Dan aku berkata oleh karena dasar ini – segenap rakyat Indonesia dari Sabang sampai ke Merauke menyambut proklamasi itu dengan gegap-gempita. Disambut oleh kaum alim ulama, disambut oleh kaum buruh, disambut oleh kaum tani, disambut oleh Saudara-saudara yang berdiam di Aceh, disambut oleh Saudara-saudara yang berdiam di Minangkabau, disambut oleh Saudara-saudara yang berdiam di Flores, disambut oleh Saudara-saudara yang berdiam di Kalimantan, disambut oleh Saudara-saudara yang berdiam di Bali, disambut oleh segenap rakyat Indonesia.

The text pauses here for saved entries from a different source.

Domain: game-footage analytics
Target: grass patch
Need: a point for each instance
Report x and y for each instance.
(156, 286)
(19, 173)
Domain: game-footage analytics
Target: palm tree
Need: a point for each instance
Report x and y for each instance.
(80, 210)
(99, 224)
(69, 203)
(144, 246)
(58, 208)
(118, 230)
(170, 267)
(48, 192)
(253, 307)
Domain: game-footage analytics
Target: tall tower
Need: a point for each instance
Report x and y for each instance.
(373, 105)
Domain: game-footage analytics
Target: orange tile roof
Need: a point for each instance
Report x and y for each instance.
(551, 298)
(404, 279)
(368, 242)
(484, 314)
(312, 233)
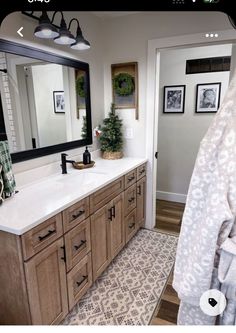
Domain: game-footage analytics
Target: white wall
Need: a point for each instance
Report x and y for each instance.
(179, 135)
(126, 41)
(51, 126)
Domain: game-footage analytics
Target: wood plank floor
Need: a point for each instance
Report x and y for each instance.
(168, 219)
(169, 216)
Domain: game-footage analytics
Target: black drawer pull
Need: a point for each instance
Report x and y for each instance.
(77, 247)
(131, 225)
(81, 212)
(80, 282)
(131, 178)
(139, 190)
(64, 253)
(141, 171)
(113, 211)
(110, 214)
(131, 199)
(50, 232)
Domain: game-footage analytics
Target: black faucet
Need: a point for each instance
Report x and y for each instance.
(63, 162)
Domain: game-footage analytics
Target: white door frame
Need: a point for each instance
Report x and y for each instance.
(152, 101)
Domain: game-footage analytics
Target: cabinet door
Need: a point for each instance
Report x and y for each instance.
(46, 284)
(117, 225)
(141, 201)
(100, 240)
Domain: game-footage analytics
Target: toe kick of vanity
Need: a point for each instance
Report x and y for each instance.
(46, 270)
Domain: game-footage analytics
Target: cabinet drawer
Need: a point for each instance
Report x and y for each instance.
(141, 171)
(106, 194)
(75, 214)
(130, 225)
(130, 199)
(79, 279)
(130, 178)
(41, 236)
(77, 243)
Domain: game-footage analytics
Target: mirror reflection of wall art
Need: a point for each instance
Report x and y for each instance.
(59, 101)
(125, 86)
(80, 90)
(174, 99)
(208, 97)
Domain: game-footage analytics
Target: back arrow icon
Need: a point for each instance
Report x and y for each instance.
(19, 31)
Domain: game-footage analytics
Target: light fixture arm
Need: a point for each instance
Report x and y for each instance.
(54, 14)
(79, 31)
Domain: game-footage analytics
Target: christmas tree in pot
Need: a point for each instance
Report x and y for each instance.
(111, 136)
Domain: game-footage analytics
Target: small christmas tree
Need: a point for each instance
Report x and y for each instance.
(111, 135)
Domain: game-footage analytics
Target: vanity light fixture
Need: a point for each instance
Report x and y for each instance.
(65, 36)
(61, 35)
(45, 29)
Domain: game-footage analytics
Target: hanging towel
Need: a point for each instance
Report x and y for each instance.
(6, 174)
(210, 207)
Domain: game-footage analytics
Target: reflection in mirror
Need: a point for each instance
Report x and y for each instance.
(43, 103)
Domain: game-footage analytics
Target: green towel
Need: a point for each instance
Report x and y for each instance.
(6, 174)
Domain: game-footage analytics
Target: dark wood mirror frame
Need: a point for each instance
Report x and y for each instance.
(27, 51)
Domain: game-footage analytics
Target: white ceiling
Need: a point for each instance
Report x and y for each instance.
(108, 15)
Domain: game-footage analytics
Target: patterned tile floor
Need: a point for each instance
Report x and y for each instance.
(129, 290)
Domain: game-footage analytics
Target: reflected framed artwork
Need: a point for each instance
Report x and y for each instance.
(208, 97)
(80, 84)
(59, 101)
(174, 99)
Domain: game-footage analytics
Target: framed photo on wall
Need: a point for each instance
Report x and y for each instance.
(174, 99)
(208, 97)
(59, 101)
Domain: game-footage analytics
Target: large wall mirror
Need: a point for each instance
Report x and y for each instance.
(44, 102)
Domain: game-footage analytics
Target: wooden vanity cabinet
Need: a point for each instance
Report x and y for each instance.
(107, 234)
(46, 284)
(46, 271)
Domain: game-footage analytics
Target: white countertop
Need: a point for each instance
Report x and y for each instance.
(42, 199)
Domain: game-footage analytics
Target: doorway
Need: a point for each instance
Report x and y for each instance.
(153, 101)
(182, 122)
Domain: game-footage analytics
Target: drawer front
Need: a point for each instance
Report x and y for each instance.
(141, 171)
(106, 194)
(130, 199)
(130, 225)
(79, 280)
(41, 236)
(77, 243)
(73, 215)
(130, 178)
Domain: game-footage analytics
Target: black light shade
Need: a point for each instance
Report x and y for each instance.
(80, 43)
(45, 29)
(65, 36)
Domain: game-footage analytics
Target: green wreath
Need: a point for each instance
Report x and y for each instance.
(80, 82)
(123, 84)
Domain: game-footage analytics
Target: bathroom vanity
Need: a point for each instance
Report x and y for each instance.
(58, 235)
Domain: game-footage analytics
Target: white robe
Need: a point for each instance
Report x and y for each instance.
(209, 220)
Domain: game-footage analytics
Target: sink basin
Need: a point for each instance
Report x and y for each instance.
(79, 179)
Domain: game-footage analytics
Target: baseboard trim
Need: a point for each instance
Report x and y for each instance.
(168, 196)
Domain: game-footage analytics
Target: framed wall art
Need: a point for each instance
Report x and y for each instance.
(174, 99)
(208, 97)
(125, 86)
(80, 77)
(59, 101)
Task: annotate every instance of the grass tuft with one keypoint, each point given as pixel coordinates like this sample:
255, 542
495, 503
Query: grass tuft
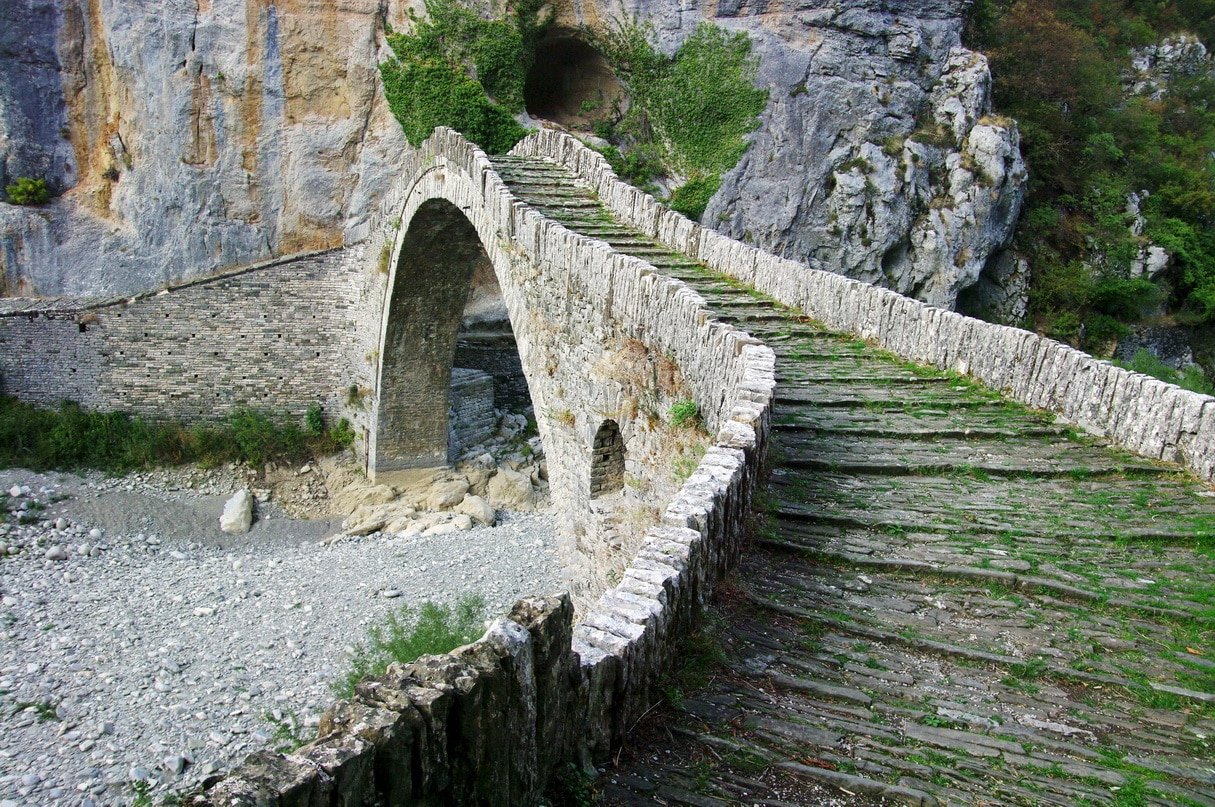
405, 638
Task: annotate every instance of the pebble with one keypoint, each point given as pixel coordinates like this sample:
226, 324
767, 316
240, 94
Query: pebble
160, 655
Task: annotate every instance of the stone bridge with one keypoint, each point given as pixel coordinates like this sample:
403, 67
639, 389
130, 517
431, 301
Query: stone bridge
609, 338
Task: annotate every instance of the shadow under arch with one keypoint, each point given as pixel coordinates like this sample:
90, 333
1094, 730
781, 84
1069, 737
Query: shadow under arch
429, 288
608, 461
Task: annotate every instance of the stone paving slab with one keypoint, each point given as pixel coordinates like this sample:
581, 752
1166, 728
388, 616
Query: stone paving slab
949, 599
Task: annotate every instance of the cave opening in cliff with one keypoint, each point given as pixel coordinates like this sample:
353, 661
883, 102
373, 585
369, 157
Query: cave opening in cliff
451, 378
570, 83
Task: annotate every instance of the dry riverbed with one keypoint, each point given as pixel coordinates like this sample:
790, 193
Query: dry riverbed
140, 643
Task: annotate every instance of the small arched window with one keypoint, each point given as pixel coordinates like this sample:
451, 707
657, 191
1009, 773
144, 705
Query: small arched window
608, 461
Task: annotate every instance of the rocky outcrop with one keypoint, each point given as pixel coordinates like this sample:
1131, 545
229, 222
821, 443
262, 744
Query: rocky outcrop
185, 136
877, 157
1154, 66
237, 515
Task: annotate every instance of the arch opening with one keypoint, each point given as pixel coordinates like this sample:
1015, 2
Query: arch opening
570, 83
608, 461
450, 365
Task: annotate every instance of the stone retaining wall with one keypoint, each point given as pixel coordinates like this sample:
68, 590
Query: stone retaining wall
1141, 413
271, 336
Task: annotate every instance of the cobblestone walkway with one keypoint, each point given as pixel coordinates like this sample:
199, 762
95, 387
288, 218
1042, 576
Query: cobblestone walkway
949, 598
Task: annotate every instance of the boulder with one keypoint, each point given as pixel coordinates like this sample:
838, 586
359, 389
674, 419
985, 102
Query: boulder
478, 509
366, 519
447, 494
509, 490
237, 515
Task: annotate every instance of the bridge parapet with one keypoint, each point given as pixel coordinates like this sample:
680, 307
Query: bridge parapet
1147, 416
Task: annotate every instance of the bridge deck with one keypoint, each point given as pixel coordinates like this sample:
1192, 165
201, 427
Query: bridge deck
949, 598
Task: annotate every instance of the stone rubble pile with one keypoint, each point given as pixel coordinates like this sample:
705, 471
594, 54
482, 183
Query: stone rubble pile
506, 473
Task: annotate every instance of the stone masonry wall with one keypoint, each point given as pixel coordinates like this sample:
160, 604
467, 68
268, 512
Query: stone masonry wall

Aku baru pulang dari Bali – tahukah penyambutan rakyat Bali yang beragama Hindu Bali itu terhadap kepada proklamasi kemerdekaan Indonesia? Rakyat Bali, hidup di dalam alam perjuangan yang hebat. Ada satu tempat kecil di Bali, misalnya namanya Tabanan. Yah kalau dibandingkan dengan di siniTabanan itu barangkali hanya sebesar Waru, atau sebesar Tulangan, sebesar Prambon. Di Tabanan itu saja di dalam tahun 1951 diresmikan satu Taman Pahlawan, yang di dalam Taman Pahlawan itu 680 jenazah
Demikian pula di ternpat yang lain-lain. Memang rakyat Bali menyambut proklamasi ini dengan gegap-gempita. Agamanya adalah Hindu – Bali. Tetapi mereka menyambut proklamasi ini ialah oleh karena proklamasi ini didasarkan kepada Panca Sila. Pendek kata tatkala usul saya kepada Dokuritu Zunbi Tyoosakai itu diterima oleh sidang dan kemudian dipakai sebagai dasar negara Republik Indonesia, tak putus-putus aku mengucapkan syukur kepada Tuhan. Inilah dasar yang menjamin keutuhan bangsa kita yang beraneka agama, yang beraneka adat-istiadat, yang beraneka suku.......”
Dari
uraian pidato Bung Karno diatas sudah jelas Pancasila bukan ciptaan Bung Karno
Pancasila sudah ada pada bangsa ini sejak dulu kala , bahkan bung karno
menguraikan Ke Tuhanan Yang Maha Esa sejak dulu kala nenek moyang kita sudah
Ber Tuhan yang kemudian datanglah agama-agama langit yang menyempurnakan nya
,Rupa nya PDIP salah tafsir tentang pemikiran Pancasila bung Karno sehingga
Pancasila 1 Juni dijadikan visi dan ADART Partai nya , menjadi vatal ketika
ingin merubah Pancasila dengan Trisila , Ekasila dan Gotong Royong , padahal
kesepakatan Bung Karno dan para Pendiri negara bangsa di BPUPKI /PPKI adalah
final rumusan Pancasila yang ada di Pembukaan UUD 1945 alenea ke IV yang
menjadi kesepakatan dan di sahkan PPKI 18 Agustus 1945 . Dan Pancasila yang ada
di alenea Ke IV tentu beda dengan Pancsila konsep yang di tawarkan Bung Karno
sebab telah banyak dilakukan perubahan urutan , Frasa kata ,dan jelas makna nya
berbeda .Oleh sebab itu merubah Pancasila yang ada di Pembukaan UUD 1945 alenea
ke IV adalah tidakan makar terhadap Pancasila sebagai dasar Indonesia Merdeka.